自立する関西州の設立を
-「地域主権」の確立に向けて地方分権改革を促進する中間提言-
「自立する関西州の設立を」
―「地域主権」の確立に向けて地方分権改革を促進する中間提言―
現代社会は、通信技術の発達により変化のスピードが増すと同時に、複雑化の度を深めつつある。そのため、中央集権による画一的な行政では、費用対効果が悪くなり、十分な公正さや市民意識の向上に寄与出来なくなっている。大幅な増税と財政破綻を回避し、公正さや市民意識を向上させ、国際競争力をとりもどすには、官による独占をやめ、民に開放する必要がある。
さらに、官が引き続き行っていくべき業務も、市民意識の向上および地域の実情にあった行政の実現のためには、国の役割を限定し、身近なことは基礎的自治体で、広域的なことは州で行うべきである。

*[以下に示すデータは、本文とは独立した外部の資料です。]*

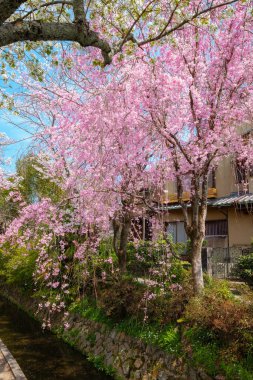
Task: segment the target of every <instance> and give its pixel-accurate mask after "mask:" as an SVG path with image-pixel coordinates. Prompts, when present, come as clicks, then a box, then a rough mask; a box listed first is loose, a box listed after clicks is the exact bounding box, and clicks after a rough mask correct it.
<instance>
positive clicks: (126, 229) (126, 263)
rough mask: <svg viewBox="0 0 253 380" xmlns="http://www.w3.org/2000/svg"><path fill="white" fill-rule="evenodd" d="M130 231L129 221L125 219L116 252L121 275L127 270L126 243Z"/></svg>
mask: <svg viewBox="0 0 253 380" xmlns="http://www.w3.org/2000/svg"><path fill="white" fill-rule="evenodd" d="M130 229H131V219H130V218H125V220H124V221H123V224H122V227H121V234H120V244H119V250H118V259H119V269H120V272H121V273H125V272H126V270H127V243H128V239H129V233H130Z"/></svg>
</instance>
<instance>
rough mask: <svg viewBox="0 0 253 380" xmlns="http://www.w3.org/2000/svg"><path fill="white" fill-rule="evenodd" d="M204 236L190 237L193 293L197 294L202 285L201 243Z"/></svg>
mask: <svg viewBox="0 0 253 380" xmlns="http://www.w3.org/2000/svg"><path fill="white" fill-rule="evenodd" d="M203 241H204V237H203V236H202V234H201V235H199V234H198V235H197V236H196V237H194V238H193V239H192V244H191V245H192V252H191V254H192V259H191V263H192V279H193V290H194V294H199V293H200V292H201V291H202V289H203V287H204V281H203V270H202V254H201V253H202V245H203Z"/></svg>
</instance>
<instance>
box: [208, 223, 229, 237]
mask: <svg viewBox="0 0 253 380" xmlns="http://www.w3.org/2000/svg"><path fill="white" fill-rule="evenodd" d="M227 234H228V223H227V220H212V221H207V222H206V236H227Z"/></svg>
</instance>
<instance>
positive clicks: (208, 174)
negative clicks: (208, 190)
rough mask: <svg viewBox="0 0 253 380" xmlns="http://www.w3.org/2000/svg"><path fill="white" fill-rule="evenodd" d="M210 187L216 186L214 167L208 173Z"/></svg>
mask: <svg viewBox="0 0 253 380" xmlns="http://www.w3.org/2000/svg"><path fill="white" fill-rule="evenodd" d="M208 187H209V188H210V187H212V188H215V187H216V179H215V169H212V170H211V171H210V172H209V174H208Z"/></svg>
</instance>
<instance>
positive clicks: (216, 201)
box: [159, 157, 253, 277]
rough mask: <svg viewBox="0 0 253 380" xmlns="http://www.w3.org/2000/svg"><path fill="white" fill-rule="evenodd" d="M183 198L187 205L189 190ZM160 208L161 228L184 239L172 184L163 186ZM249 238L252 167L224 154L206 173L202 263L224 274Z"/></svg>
mask: <svg viewBox="0 0 253 380" xmlns="http://www.w3.org/2000/svg"><path fill="white" fill-rule="evenodd" d="M183 199H184V201H185V202H186V203H187V205H188V207H191V205H190V202H189V200H190V193H188V192H185V193H184V194H183ZM159 207H160V209H161V211H162V215H163V223H164V227H165V230H166V232H167V233H168V234H170V235H171V236H172V238H173V240H174V242H179V243H181V242H186V241H187V236H186V233H185V230H184V222H183V214H182V211H181V206H180V205H179V204H178V202H177V194H176V184H175V183H173V182H170V183H168V184H167V186H166V189H164V194H163V195H162V199H161V203H160V206H159ZM252 240H253V170H246V169H245V168H244V167H243V166H242V165H241V163H238V162H237V161H236V160H234V159H231V158H229V157H227V158H224V160H222V161H221V163H220V164H219V165H218V167H217V169H216V170H215V171H214V172H213V173H212V174H211V175H210V178H209V183H208V211H207V219H206V237H205V249H204V250H203V256H204V257H203V267H204V269H205V270H207V271H208V272H209V273H210V274H211V275H215V276H217V277H227V276H228V275H229V273H231V269H232V267H233V265H234V263H235V262H236V259H237V257H238V256H240V255H242V254H246V253H247V252H250V251H251V243H252Z"/></svg>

これによって様々な行政参画が可能になり、サービスの低コスト化、変化への迅速な対応が可能となる。
既存組織の改革は極めて抵抗が大きいため、各自治体を発展的解消ともいえる形で新たに政治・経済ブロックとして再編する。合併などを通じ規模の大きくなった基礎自治体に政令指定都市並みの権限を移すことによって、府県の機能は極めて限定されたものになり存在意義が薄れる。そこで、府県を発展させて道州を創れば、国からの権限移譲・府県の整理の両方ができ、新しい組織による新たな組織原理で、広域地方自治を再構築できる。
権限移譲にあたり、地方自治の人材の質の転換が必要である。人材活用の面から見ても、府県を発展させて州にし、国・民間・府県からの人材を結集して、今まで眠っていた人材の活用機会をも創出し、新たな地方自治・地域主権をはじめるべきであろう。
関西経済同友会では、90年代の初めから地域主権を提唱し、すでに10年以上の歳月が過ぎさった。この間、地方分権一括法の施行など、中央集権から地方分権への改革は一定の成果をあげてきたが、改革は緒に就いたに過ぎない。むしろ、進んだ情報化社会、インターネットの発達は、地域間の競争を国内のみならず国際間に広げており、地域の個性化が不可避の状態を生んでいる。社会の要請する地域主権は、三位一体改革のみによって実現できるものではない。わが関西経済同友会は、中央集権から地域主権へ転換するため、以下に述べる道州制の実現を通じた地方分権の促進を強く求めるものである。